A film lauded with critical appraisal, Gravity promised a lot, especially for a venture carried solely on the performance of Sandra Bullock and a universe of CGI. The film takes the concept of a catastrophe in space and cherishes it, being extremely conservative with what it deems necessary. The result is a genuinely intense and exhausting visual experience, making you content that you’ll never have to experience a spacewalk.
Alfonso Cuarón’s combination of hard science fiction and extremely long panning shots builds a unique, cold atmosphere, reflective of the silent desolation of space. The technical accuracy and lack of hasty transitions give a sense of realism and scale that extenuates the pressure, making the opening line of ‘Life in space is impossible’ seem strikingly factual. However at no point does the film feel compromised in service of the meticulous realism. Both Clooney and Bullock give sublime performances, knowing exactly how to deliver their lines in situations where overacting would seem inevitable.
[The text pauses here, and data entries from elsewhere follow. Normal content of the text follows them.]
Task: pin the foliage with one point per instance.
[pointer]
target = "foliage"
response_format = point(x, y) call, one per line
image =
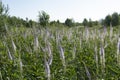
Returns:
point(108, 20)
point(43, 18)
point(85, 22)
point(69, 22)
point(115, 19)
point(59, 53)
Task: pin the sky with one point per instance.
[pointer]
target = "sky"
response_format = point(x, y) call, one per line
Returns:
point(63, 9)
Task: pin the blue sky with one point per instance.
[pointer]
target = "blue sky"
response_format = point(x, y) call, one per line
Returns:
point(62, 9)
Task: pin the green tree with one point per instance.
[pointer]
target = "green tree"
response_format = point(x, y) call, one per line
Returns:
point(108, 20)
point(85, 22)
point(115, 19)
point(43, 18)
point(69, 22)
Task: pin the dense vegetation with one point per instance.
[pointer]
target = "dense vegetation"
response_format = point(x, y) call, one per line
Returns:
point(47, 50)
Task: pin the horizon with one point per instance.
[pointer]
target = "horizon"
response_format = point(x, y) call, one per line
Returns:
point(61, 10)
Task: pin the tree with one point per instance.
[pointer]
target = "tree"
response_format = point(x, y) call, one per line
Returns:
point(43, 18)
point(108, 20)
point(85, 22)
point(69, 22)
point(115, 19)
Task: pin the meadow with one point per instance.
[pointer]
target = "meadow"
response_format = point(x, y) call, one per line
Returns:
point(60, 53)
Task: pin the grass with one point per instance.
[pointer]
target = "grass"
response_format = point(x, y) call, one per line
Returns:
point(60, 53)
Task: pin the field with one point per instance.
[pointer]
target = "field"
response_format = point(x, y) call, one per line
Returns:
point(55, 53)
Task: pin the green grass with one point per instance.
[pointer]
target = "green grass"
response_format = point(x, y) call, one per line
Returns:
point(25, 54)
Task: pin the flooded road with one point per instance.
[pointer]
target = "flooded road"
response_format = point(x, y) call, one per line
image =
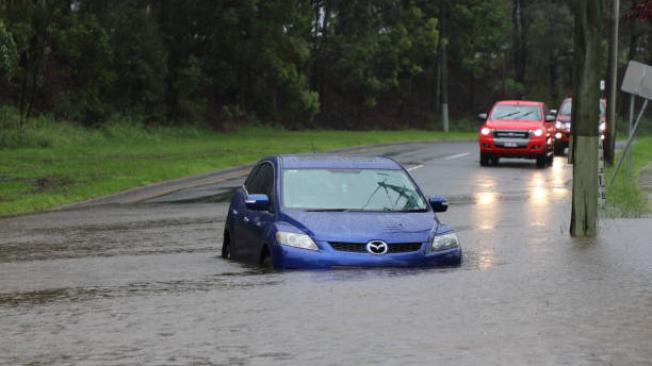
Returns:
point(143, 284)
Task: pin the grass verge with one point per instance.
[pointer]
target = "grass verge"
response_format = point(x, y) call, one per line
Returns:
point(64, 163)
point(624, 197)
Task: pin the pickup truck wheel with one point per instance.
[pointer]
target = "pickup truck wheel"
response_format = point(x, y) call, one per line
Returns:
point(484, 159)
point(226, 246)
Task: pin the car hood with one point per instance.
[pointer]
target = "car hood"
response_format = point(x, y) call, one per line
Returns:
point(364, 226)
point(563, 117)
point(513, 125)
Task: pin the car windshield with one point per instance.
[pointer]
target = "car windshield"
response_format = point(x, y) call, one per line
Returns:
point(516, 112)
point(349, 190)
point(567, 109)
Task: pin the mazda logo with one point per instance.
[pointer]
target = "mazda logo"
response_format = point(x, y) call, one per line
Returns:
point(377, 247)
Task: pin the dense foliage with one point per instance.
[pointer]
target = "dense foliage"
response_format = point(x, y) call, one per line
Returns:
point(297, 63)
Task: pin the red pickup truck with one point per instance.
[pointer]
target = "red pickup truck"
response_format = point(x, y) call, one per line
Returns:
point(517, 129)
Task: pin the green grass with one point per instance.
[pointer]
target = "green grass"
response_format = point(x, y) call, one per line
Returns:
point(624, 197)
point(65, 163)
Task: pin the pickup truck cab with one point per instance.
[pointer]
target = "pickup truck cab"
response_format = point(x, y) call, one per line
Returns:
point(517, 129)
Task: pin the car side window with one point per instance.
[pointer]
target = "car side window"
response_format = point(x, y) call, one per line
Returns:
point(262, 182)
point(267, 183)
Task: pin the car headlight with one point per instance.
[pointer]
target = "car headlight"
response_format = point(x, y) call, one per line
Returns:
point(296, 240)
point(443, 242)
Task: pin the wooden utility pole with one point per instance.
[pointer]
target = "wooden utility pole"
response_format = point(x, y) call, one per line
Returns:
point(586, 99)
point(443, 66)
point(610, 135)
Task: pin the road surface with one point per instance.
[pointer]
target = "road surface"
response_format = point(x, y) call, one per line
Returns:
point(142, 283)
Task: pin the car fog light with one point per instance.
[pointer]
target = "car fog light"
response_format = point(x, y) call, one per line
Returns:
point(443, 242)
point(296, 240)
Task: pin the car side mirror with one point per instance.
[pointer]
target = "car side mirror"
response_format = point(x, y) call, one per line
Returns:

In a similar fashion the 3D is carefully understated, with the greatest compliment being that it didn’t stand out.
The film manages to concisely deliver almost all this information visually, taking a refreshing stand against insulting exposition in which films are compelled to explain everything. It gives the film an air of maturity and respect; mirroring the temperament that allows the astronauts to survive in the uncompromising void of space.
5/5 – Extraordinary
Lack of control and the resulting tension are the backbone of this stunning film, creating a beautiful disaster in contrast to the space ballet of 2001: Space Odyssey. Where the moon landing made a generation reach for the starts, Gravity will make you thankful to be safely on terra firma.